En unos cuantos países los procesos electorales en la democracia y su sobremediatización se asemejan a un concurso de baile al estilo de esos en los cuales se mandan mensajes de texto para elegir quien se queda o quien se va.Se puede hablar de la frivolización de la política y por lo tanto de la democracia. También de la poca profundidad de las discusiones o del sobrevalor de un titular con respecto a su contenido. Ni que hablar de la reproducción de información por parte de multimedios alevosamente de acuerdo a sus intereses. Y mucho entrecomillado barato en la TV que desfavorece el espíritu critico y consciente.
Es la cultura capitalista en la democracia. Oferta y demanda. candidato y voto.
En campañas electorales se hacen sondeos de opinión pública y se ven cuales son los temas claves, cuales son en los que hay que poner énfasis y cuales hay que evitar en los discursos. Y de acuerdo a eso, transcurren las campañas con publicistas contratados.

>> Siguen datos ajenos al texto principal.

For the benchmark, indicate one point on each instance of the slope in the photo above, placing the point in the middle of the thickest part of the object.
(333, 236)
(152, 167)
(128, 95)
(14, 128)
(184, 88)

Dos ejemplos para bajar a tierra:
1ro. El caso chileno: se escucha decir que Chile es un país políticamente maduro. Que existen grandes consensos en cuanto al rumbo del país. Que no hay radicalismos viables, que la elección está entre centroizquierda y centroderecha.
Sin embargo, en Chile la cantidad de jóvenes de entre 20 y 30 años que no se inscriben para votar (lo cual se traduce en abstención) es abrumadora. Entonces ¿de qué consensos se está hablando?.
Otra muestra : el “tema” de los mapuches (lucha “indígena”) es tabú en la presente campaña electoral.
2do. El canal argentino TN (de los pocos argentinos que vemos en los cables uruguayos) es un lindo ejemplo de como usar el entrecomillado tendenciosamente, además de otros puntos “fuertes (o tristes)” de ese medio. Para comprobarlo basta con ver como manejaron la discusión sobre la productiva Ley de Medios. Tenían publicidades en donde, a lo Crónica TV, ponían en la pantalla bien grande “Con la ley mordaza este canal puede dejar de existir”. Bueno sería.